The structure of the resources in swpc_synthea is as below:

├── src/main/resources
|   ├── export
|   ├── geography
|   |   ├── demographics.csv
|   |   ├── foreign_birthplace.json
|   |   ├── postcodes.csv
|   |   ├── sdoh.csv
|   |   ├── timezones.csv
|   ├── keep_modules
|   ├── modules
|   ├── physiology
|   |   ├── hospitals.csv
|   |   ├── primary_care_facilities.csv
|   |   ├── urgent_care_facilities.csv
|   ├── providers
|   ├── templates
|   biometrics.yml
|   birthweights.csv
|   bmi_correlations.json
|   cdc_growth_charts.json
|   cdc_wtleninf.csv
|   gdb_disability_weights.csv
|   growth_data_error_rates.json
|   htn_drugs.csv
|   immunization_schedule.json
|   language_lookup.json
|   names.yml
|   nhanes_two_year_olds_bmi.csv
|   race_ethnicity_codes.json
|   shr_mapping.csv
|   telemedicine_config.json
|   us_core_mapping.csv

We'll now highlight a few key files for the simulation inputs

geography/demographics.csv

This file sets the general demographics for the population created during this simulation, such as age distributions and town populations. The meanings of the different columns in this file can be found in the table below.

The demographics breakdowns for the UK version have been done by the full region rather than per town as information per town was not available.

Column Name Contains Data Sources for UK Version
ID Town ID number monotonically increasing from 1
COUNTY County Code where town is located TOWN_211CODE column from ONS data table
NAME Town Name TOWN_211NAME column from above ONS table
STNAME Region Name REGION/COUNTRY from above ONS table
POPESTIMATE2015 Population of that town TOTAL population rows for 2019 from above ONS data
CTYNAME County Name where town is located range of wikipedia sites for the towns
TOT_POP total county population ONS Region data
Ethnicity (includes ASIAN, BLACK, MIXED, WHITE, OTHER columns) Percentage of the population that is of a certain ethnicity1 NHS Health Survey England
Ages (includes all age breakdown columns) percentage of population in different age groups Another NHS Health Survey England2
Income (includes all income breakdown columns) percentage of population in different income brackets ONS Employment data3
LESS_THAN_HS fraction of people with no qualifications, or level 1 or 2 of education (as classified by ONS) ONS Education data
HS_DEGREE fraction of people with level 3 education Same as above
SOME_COLLEGE fraction of people with apprenticeships Same as above
BS_DEGREE fraction of people with level 4 education Same as above

Many of the above sources are complimented by data from the 2021 census

geography/sdoh.csv

This file contains information on social determinants of health for the different regions.
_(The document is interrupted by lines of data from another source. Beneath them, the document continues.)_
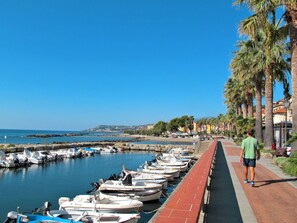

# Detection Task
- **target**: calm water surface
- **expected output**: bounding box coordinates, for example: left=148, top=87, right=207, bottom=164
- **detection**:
left=0, top=152, right=174, bottom=222
left=0, top=129, right=132, bottom=144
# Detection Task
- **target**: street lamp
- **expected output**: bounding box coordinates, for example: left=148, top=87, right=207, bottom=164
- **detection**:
left=284, top=99, right=290, bottom=146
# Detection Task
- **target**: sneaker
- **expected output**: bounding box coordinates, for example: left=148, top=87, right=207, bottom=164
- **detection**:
left=244, top=179, right=248, bottom=184
left=250, top=181, right=255, bottom=187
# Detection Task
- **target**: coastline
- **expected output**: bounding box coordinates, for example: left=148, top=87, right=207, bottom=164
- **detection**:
left=0, top=134, right=207, bottom=156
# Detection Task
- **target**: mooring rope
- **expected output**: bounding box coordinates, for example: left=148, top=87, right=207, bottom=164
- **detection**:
left=142, top=208, right=160, bottom=214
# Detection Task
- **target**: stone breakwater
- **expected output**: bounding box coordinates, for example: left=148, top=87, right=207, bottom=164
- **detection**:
left=0, top=139, right=203, bottom=155
left=0, top=141, right=115, bottom=153
left=123, top=143, right=197, bottom=153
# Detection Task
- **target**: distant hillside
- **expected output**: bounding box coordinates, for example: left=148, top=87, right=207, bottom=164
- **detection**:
left=87, top=124, right=151, bottom=132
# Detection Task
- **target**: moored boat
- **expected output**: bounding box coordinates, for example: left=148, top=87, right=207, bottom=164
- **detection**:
left=58, top=194, right=143, bottom=213
left=3, top=211, right=83, bottom=223
left=47, top=209, right=140, bottom=223
left=123, top=169, right=168, bottom=189
left=97, top=174, right=163, bottom=202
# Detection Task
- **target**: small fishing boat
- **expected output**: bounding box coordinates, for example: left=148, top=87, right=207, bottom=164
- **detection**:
left=0, top=151, right=16, bottom=168
left=47, top=209, right=140, bottom=223
left=23, top=149, right=43, bottom=164
left=138, top=162, right=181, bottom=178
left=122, top=169, right=168, bottom=189
left=97, top=172, right=163, bottom=202
left=3, top=211, right=83, bottom=223
left=58, top=194, right=143, bottom=213
left=99, top=189, right=163, bottom=203
left=152, top=161, right=189, bottom=172
left=100, top=146, right=117, bottom=154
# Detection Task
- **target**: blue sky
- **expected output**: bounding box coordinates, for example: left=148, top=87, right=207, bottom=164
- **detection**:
left=0, top=0, right=286, bottom=131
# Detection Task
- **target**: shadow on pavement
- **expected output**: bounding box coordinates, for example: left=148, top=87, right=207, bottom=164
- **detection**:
left=205, top=141, right=243, bottom=223
left=254, top=178, right=297, bottom=188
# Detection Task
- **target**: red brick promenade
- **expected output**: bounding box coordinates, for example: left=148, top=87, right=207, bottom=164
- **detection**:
left=150, top=140, right=297, bottom=223
left=224, top=141, right=297, bottom=223
left=150, top=140, right=217, bottom=223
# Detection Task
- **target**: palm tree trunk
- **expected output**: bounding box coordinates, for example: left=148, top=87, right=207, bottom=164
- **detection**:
left=237, top=103, right=242, bottom=116
left=288, top=6, right=297, bottom=149
left=255, top=75, right=263, bottom=143
left=264, top=68, right=274, bottom=149
left=242, top=100, right=248, bottom=118
left=247, top=93, right=253, bottom=117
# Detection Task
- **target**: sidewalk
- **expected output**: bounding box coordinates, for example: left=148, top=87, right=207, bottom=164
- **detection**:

Column Name Contains Data Sources for UK Version
FOOD_INSECURITY percentage of people with food insecurity Sheffield University study
SEVERE_HOUSING_COST_BURDEN percentage of people with severe housing cost burden 4 Government English housing survey
UNEMPLOYMENT percentage of unemployment ONS local labour market data
NO_VEHICLE_ACCESS percentage of the population with no access to a vehicle ONS census data

geography/postcodes.csv

Originally called zipcodes.csv but changed to use the English word. Postcode data was found here.

modules/

Store for the clinical modules saved as jsons. Most of these are currently based on the original US SyntheaTM version. See index.md for a list of changed modules.

providers/

These files set different medical facilities for patients to attend in the simulation.
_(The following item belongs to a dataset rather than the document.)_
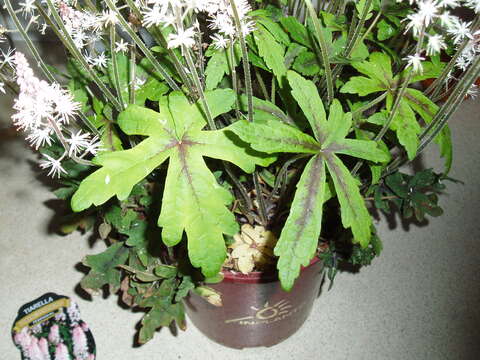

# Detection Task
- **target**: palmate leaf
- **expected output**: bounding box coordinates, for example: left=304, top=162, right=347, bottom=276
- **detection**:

GP practices in the South West were found in the NHS digital GP Practice Data, and the conversion from postcode to latitude and longitude was done using the grid reference finder.
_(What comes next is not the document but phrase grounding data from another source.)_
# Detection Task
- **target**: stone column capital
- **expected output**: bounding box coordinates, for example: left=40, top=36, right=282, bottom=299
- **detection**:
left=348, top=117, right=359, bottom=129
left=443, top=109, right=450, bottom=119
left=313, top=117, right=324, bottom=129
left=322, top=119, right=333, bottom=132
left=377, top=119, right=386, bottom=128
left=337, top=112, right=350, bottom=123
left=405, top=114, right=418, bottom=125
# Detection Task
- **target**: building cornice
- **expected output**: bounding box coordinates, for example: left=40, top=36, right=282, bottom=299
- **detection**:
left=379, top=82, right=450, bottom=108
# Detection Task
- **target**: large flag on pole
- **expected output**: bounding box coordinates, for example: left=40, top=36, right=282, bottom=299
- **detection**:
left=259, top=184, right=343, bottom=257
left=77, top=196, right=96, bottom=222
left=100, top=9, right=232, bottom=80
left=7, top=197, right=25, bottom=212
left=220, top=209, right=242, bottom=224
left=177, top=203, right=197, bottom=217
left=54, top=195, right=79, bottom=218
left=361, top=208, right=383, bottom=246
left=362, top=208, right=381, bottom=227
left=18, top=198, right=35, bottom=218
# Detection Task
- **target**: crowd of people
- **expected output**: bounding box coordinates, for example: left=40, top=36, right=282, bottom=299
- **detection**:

  1. Ethnicity categories were changed from the American version to align better with UK ethnicity breakdowns 

  2. Under 18 ages set to 0 as we are only interested in an adult population currently. 

  3. Income brackets don't match exactly, and so estimations of the breakdowns within the brackets used in Synthea had to be done. 

  4. We used data on mortgagors who found affording their mortgage very or fairly difficult (table AT2_8) plus renters who found affording their rent very or fairly difficult over the total number of people surveyed in the study used. This data was only available for the whole country.